Keep in mind that goldendoodles should become more seasoned and adept hunters as they get older and graduate from youthful energy to laser-focus in the field.
Running and hunting are high-impact activities, so you need a healthy dog with the energy and stamina to go for hours.
Goldendoodles come from two fast-running breeds and bounce back quickly, so as long as the dog is healthy and comes from a quality lineage with no known health problems, you can expect some solid hunting years ahead.
Coming from two water retrievers, most goldendoodles have strong swimming skills and a natural love for the water. Even so, you definitely want to introduce a goldendoodle to the water when they are young.
If they can associate ponds and lakes with fun retrieving exercise, you will have a better time training them to be obedient and intelligent hunters.
Goldendoodles are robust, resilient retrievals with an instinct to track and chase. That prey drive has to come naturally to dogs, and that usually isn’t an issue with goldendoodles.
They love to retrieve everything from balls to birds, and will be happy and focused while doing so.
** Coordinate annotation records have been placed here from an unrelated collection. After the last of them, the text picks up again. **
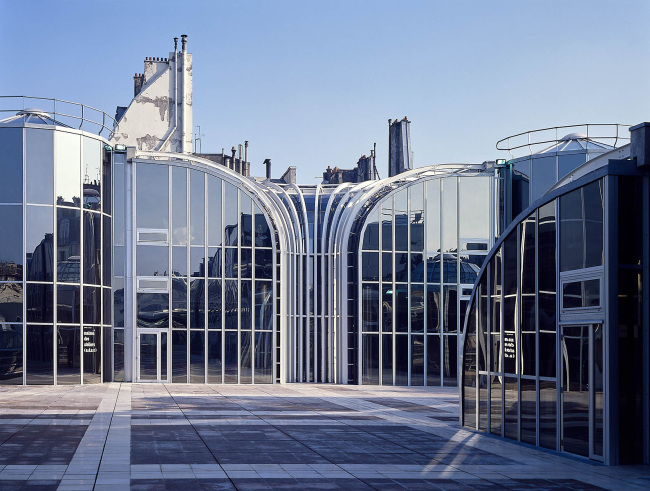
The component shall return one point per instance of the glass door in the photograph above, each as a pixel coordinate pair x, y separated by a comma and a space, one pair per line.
152, 355
582, 390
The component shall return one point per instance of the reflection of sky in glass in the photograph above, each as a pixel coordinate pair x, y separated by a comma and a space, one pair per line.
68, 166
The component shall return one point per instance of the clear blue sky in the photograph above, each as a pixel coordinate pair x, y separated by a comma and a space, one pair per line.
313, 83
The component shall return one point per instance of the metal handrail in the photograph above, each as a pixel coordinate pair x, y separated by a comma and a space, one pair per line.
83, 118
615, 136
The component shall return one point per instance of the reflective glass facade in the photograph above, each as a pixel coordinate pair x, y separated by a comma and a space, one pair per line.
553, 341
196, 287
55, 256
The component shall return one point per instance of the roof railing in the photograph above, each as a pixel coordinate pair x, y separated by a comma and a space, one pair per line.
68, 113
612, 134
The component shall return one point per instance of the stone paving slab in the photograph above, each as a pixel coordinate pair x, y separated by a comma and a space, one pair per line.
215, 437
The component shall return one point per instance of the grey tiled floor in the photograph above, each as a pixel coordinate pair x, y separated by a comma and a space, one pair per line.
146, 437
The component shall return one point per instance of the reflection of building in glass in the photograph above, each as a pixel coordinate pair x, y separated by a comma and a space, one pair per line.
556, 338
55, 291
135, 264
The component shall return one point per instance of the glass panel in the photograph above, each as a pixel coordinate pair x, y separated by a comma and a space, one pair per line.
450, 309
197, 207
246, 219
214, 211
402, 308
68, 168
39, 243
597, 401
417, 267
371, 235
263, 357
11, 162
197, 357
401, 267
387, 359
214, 305
152, 198
263, 264
92, 251
263, 305
528, 411
214, 357
197, 304
92, 305
179, 357
575, 397
568, 163
148, 357
179, 205
387, 308
511, 409
482, 402
387, 225
520, 186
544, 176
579, 294
179, 303
450, 360
11, 354
163, 356
231, 215
449, 213
153, 310
246, 262
68, 304
433, 308
401, 221
370, 266
106, 256
11, 303
246, 305
69, 355
416, 197
495, 405
370, 357
118, 208
547, 268
92, 173
197, 262
107, 162
230, 361
370, 308
510, 303
547, 414
401, 359
246, 358
433, 360
262, 231
527, 319
39, 166
118, 355
474, 203
231, 305
68, 245
417, 307
40, 299
92, 354
417, 360
593, 209
11, 231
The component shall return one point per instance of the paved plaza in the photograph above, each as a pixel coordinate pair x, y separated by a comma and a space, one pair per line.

This instinct is what makes them great bird dogs who will keep going until they find the bird and bring it back.
Loyalty and Courage
When training a goldendoodle to hunt, you can build on this breed’s natural loyalty, courage, and confidence. Both golden retrievers and poodles love pleasing their owners and earning praise, so a goldendoodle likes to do the same.
Careful field training can show even the most energetic young goldendoodles that doing well in the field comes with rewards.
The goal is to train your goldendoodle to be a confident, courageous canine companion who doesn’t shy away from a challenge in the duck field.
Possible Challenges of Hunting With a Goldendoodle
There are not many bad things to say about goldendoodles in general, let alone their hunting ability.
One consideration is that most goldendoodles don’t come from multi-generational hunting lines, and if they do, they are more expensive.
That’s not necessarily a bad thing, but it just means you may not get the same hunting prowess passed down multiple generations like with prestigious lab or beagle breeders.
Goldendoodles also may need more grooming before and after a hunt compared to other breeds.
Indeed, the water-resistant and non-shedding coat performs well in wet, muddy conditions, but bristles and burrs may get stuck in their soft coat. Knots and matting are also possibilities, especially on long, wet hunts.
Other than that, goldendoodles with proper training and field experience can perform right up there with more common hunting dogs like labs, foxhounds, and pointers.
Final Thoughts on Hunting With Goldendoodles
Many hunters highly recommend hunting with a goldendoodle. With the right training and exercise regime, goldendoodles thrive as hunting dogs.
Thanks to the brilliant mix of golden retriever and poodle, goldendoodles have sharp minds and powerful physiques that allow them to hunt for hours without stopping.
Raising a goldendoodle hunting companion can be approached the same as for any other retriever, with a focus on obedience training and field experience where they can get used to gunshots.
Patience and persistence will get you the best results with a goldendoodle hunting companion.